Yasaktan hepimiz sorumluyuz

7 Haziran genel seçimleri için AK Parti'nin 99 kadın adayından 42'si başörtülü oldu. 28 Şubat'ın simge isimlerinden olan Fatma Benli Türkiye'nin normalleşme sürecini Milat'a değerlendirdi.

Ezgi ÇelikAnkara

AK Parti İstanbul 2. Bölge 8. sıradan aday gösterilen ve 28 Şubat sürecinin başörtüsü yasağı mağdurlarından olan Fatma Benli, "Kadınların seçilme haklarının önündeki engellerin kalkarak genel seçimlerde aday olmaları Türkiye'nin insan hakları konusunda normalleşmesi ve safralarından bir tanesinden daha kurtulması anlamına geliyor" dedi.

Türkiye, safralarından kurtuluyor

Ak Parti'nin kadın adaylara teveccüh gösterdiğini söyleyen Benli, kadın adaylarının olabildiğince fazlasının Meclise girerek çalışmalarına devam ettirmesinin temennileri olduğunu belirtti. Başörtülü kadınların seçilme haklarının önündeki engellerin kalkarak genel seçimlerde aday olmalarının ülkemiz açısından çok önemli olduğunu dile getiren Benli, başörtüsü engelinin kalkmasının Türkiye'nin insan hakları konusunda normalleşmesi ve safralarından bir tanesinden daha kurtulması anlamına geldiğini ifade etti. Benli, "Temennimiz normalleşmenin her konuda gerçekleşmesi, sonuçta insan hakları komsunda engeller ne kadar sürürse sürsün eninde sonunda bitmek zorunda kalacağı ve toplumsal mühendislik hareketlerinin uzun vadede fayda sağlamadığını Türkiye yakinen tecrübe etmiş durumda.
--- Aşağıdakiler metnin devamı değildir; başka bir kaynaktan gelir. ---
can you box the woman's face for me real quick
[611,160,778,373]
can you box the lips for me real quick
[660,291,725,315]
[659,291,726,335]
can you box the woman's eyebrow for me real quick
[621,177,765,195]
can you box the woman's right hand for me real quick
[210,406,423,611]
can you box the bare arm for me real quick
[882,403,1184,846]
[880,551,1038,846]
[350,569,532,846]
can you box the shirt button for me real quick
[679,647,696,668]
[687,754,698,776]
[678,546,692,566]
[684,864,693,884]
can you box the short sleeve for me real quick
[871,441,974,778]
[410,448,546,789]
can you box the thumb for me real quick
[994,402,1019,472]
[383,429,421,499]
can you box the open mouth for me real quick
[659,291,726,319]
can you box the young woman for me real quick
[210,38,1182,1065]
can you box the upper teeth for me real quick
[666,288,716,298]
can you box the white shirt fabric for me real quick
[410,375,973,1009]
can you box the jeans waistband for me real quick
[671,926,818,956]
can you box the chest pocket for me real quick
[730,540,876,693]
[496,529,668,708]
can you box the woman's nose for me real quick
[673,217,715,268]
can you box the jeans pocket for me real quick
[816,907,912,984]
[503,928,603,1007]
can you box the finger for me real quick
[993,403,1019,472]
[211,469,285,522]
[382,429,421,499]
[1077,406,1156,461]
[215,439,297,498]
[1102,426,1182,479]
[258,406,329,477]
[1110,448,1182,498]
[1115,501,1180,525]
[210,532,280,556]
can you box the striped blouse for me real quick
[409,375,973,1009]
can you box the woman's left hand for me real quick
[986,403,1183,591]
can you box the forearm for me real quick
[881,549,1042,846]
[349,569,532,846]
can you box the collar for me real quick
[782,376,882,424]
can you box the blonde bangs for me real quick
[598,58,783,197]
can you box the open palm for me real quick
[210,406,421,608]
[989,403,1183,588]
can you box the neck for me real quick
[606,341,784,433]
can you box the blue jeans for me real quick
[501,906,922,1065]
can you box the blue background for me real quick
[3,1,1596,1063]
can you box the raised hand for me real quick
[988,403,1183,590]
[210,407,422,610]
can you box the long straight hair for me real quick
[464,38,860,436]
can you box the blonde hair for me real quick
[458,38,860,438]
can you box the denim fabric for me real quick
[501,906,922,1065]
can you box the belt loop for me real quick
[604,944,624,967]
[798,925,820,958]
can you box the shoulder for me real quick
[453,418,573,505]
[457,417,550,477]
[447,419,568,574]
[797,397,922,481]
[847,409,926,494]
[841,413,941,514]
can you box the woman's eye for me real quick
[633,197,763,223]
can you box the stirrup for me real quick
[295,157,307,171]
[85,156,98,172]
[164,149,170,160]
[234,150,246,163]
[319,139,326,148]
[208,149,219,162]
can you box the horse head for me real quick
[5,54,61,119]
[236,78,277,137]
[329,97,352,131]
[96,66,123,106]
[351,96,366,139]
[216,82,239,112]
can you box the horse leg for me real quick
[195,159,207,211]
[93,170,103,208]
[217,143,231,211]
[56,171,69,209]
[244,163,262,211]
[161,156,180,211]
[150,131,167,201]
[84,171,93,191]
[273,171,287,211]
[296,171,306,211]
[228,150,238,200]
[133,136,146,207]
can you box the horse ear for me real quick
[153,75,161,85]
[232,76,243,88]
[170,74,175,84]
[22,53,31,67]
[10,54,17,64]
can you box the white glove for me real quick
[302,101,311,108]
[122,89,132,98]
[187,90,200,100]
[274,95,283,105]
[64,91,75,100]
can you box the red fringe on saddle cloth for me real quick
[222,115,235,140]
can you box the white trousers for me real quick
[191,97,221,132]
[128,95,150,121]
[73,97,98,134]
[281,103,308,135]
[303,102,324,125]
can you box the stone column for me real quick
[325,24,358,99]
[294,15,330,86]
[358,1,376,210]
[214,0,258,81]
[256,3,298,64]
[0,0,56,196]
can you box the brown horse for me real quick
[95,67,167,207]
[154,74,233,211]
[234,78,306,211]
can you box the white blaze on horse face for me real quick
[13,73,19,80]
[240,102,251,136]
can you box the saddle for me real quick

En basitinden on ikisi sene kesintisiz bir yasak devam etti ve bu yasak nedeniyle sadece okulundan çalışma hayatından ya da seçilme hakkından mahrum kalan kadınlar ve yakınları kaybetmedi, bu yasağı konuşarak tartışarak tüm Türkiye kaybetti" dedi.

Yasakla mücadele eden kişilerdik

Benli, özellikle üniversitelerde çok katı olarak uygulanan başörtüsü yasağının Türkiye de başörtülü kadınlarının varlığını sona erdirmediğine, eğitim görme, çalışma, hayatın içinde olma taleplerinden vazgeçirmediğine şahit olduğumuzu vurguladı. İnsan onuruna aykırı her yasağın bir gün bitmek zorunda olduğunu belirten Benli, "Yasakla büyüyen kadınlar çok daha fazla çalışmak, daha çok azimli olmak zorunda kaldıklarından süreçten daha fazla güçlenerek çıktılar. Türkiye de okuyamayanlar, yurtdışına gitti, yurtdışına gidemeyenler başka şekillerde kendilerini geliştirdi, sivil toplumda önemli katkıları oldu. Benim kendi özelimden düşünürsek Türkiye'de binlerce dilekçe yazıp yüzlerce dava kaybettiğim bir dönemde Georgetown Üniversitesinin yaptığı bir araştırmada "Dünyanın en etkili 500 Müslümanı" yer aldım, kendi davalarımın duruşmasına giremezken Avrupa İnsan Hakları Mahkemesi'ne Birleşmiş Milletler AGİT'e gittim, kendi ülkemde kendi okulumun bahçesine giremedim belki ama Harvard'da Cornell Üniversitesinde konuşma yapmak imkanım oldu. Bu noktada genel olarak kadın adayların profiline baktığımızda da, onların salt başörtüsü mağduru olmadığını, aksine yasakla mücadele eden kişiler olduğunu görüyoruz, acı çektiler belki ama engellerin onları durdurmasına izin vermediler, üstelik bu durun sadece başörtüsü değil tüm haklar konusunda fazla duyarlı olmamız sağladı" dedi. Benli, Yeni Türkiye ve çok daha iyi bir gelecek için görevini layığıyla yerine getirmeye çabalayacağını söyledi.